‘Angelina Menard’ (Mrs J. L. Chevigny) Missoula’s 1st Female Clerk – Could Speak French
First Woman Clerk in City – Mrs. J. L Chevigny (Angelina Menard)
Fifty years ago this month Missoula’s first woman store clerk came to Missoula. Unaccompanied, she left Montreal, Canada, Monday, April 23, and arrived here the following Saturday night. Her name was Angelina Menard. Today she lives at 411 West Pine street, her name being Mrs. J. L. Chevigny.
Her brother, Joe Menard, had come here five years earlier, in 1883, and was employed as an implement clerk in the Missoula Mercantile. C. H. McLeod, head of the firm, needed a woman clerk who could speak French – there were many new French settlers in Grass valley and the Frenchtown area. That was how Joe’s sister came from Montreal. When she entered the Mercantile company’s employ, she was the first woman clerk in the city. She started work May 1, 1888.
That was in the days when the placing of two planks along storefronts on North Higgins was a decided public improvement. Mrs. Chevigny recalls that there was just room for two persons to walk side-by-side on the walk.
Her first social event was the grand ball to celebrate the opening of the old Florence hotel.

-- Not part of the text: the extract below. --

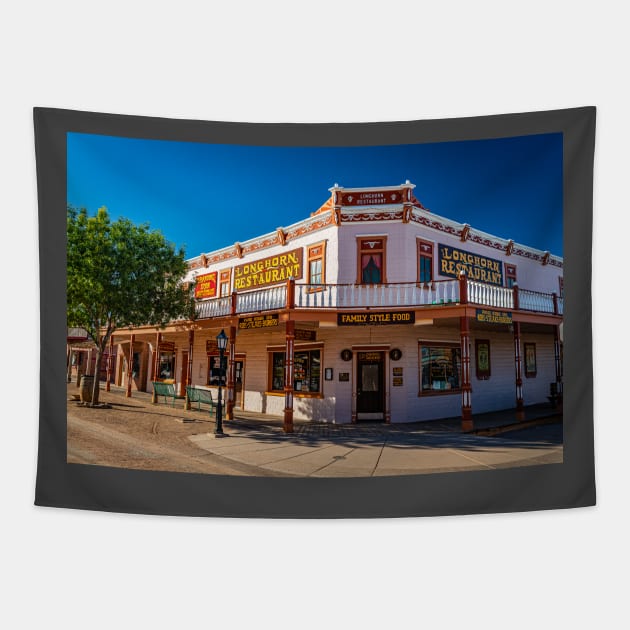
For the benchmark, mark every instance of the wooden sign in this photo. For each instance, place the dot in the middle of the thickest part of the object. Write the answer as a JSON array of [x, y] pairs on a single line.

Jim Lister, later Missoula’s postmaster, took her to dinner.
Next year she was employed by the D. J. Hennessy company in the Higgins block. She has photographs which show that the block then looked much the same as it does now.
Eighteen ninety-one was a big year in Missoula’s history. Marcus Daly completed the construction of the old Donohue building at Higgins and West Main, recently torn down. The building was occupied by the Hennessy company. D. J. Donohue came up from the Bitter Root in 1896 and became owner of the store. Miss Menard had made such a record with the Hennessy people that they took her to Butte with them. In 1897 she married J. L. Chevigny, a Butte contractor, and three years later she returned to Missoula.
Mrs. Chevigny tells with great pride of having made sales totaling $1,500 in three days. The store manager kindly gave her a day off in recognition of her work.
Frank L. Darbee, 628 South Fourth street, west, is the only Hennessy store manager now surviving, so far as Mrs. Chevigny knows. “I think he was about the best manager the store ever had,” she declares.
A. J. King, now associated with the advertising department of The Missoulian, was a clerk at the Hennessy store when Mrs. Chevigny was there.
Mrs. Chevigny lives in an apartment here. Her daughter is in Butte and her son is in Los Angeles.
The above article appeared in The Sunday Missoulian on April 24, 1938.
A photograph of a young Angelina Menard also appeared with the above article.
Angelina Chevigny, 81, died in Butte, Mt. in June of 1945. She lived with her daughter, Mrs. Albert J. Boyle at that time. Her son Hector became a prominent writer of historical fiction and was a successful radio and TV scriptwriter.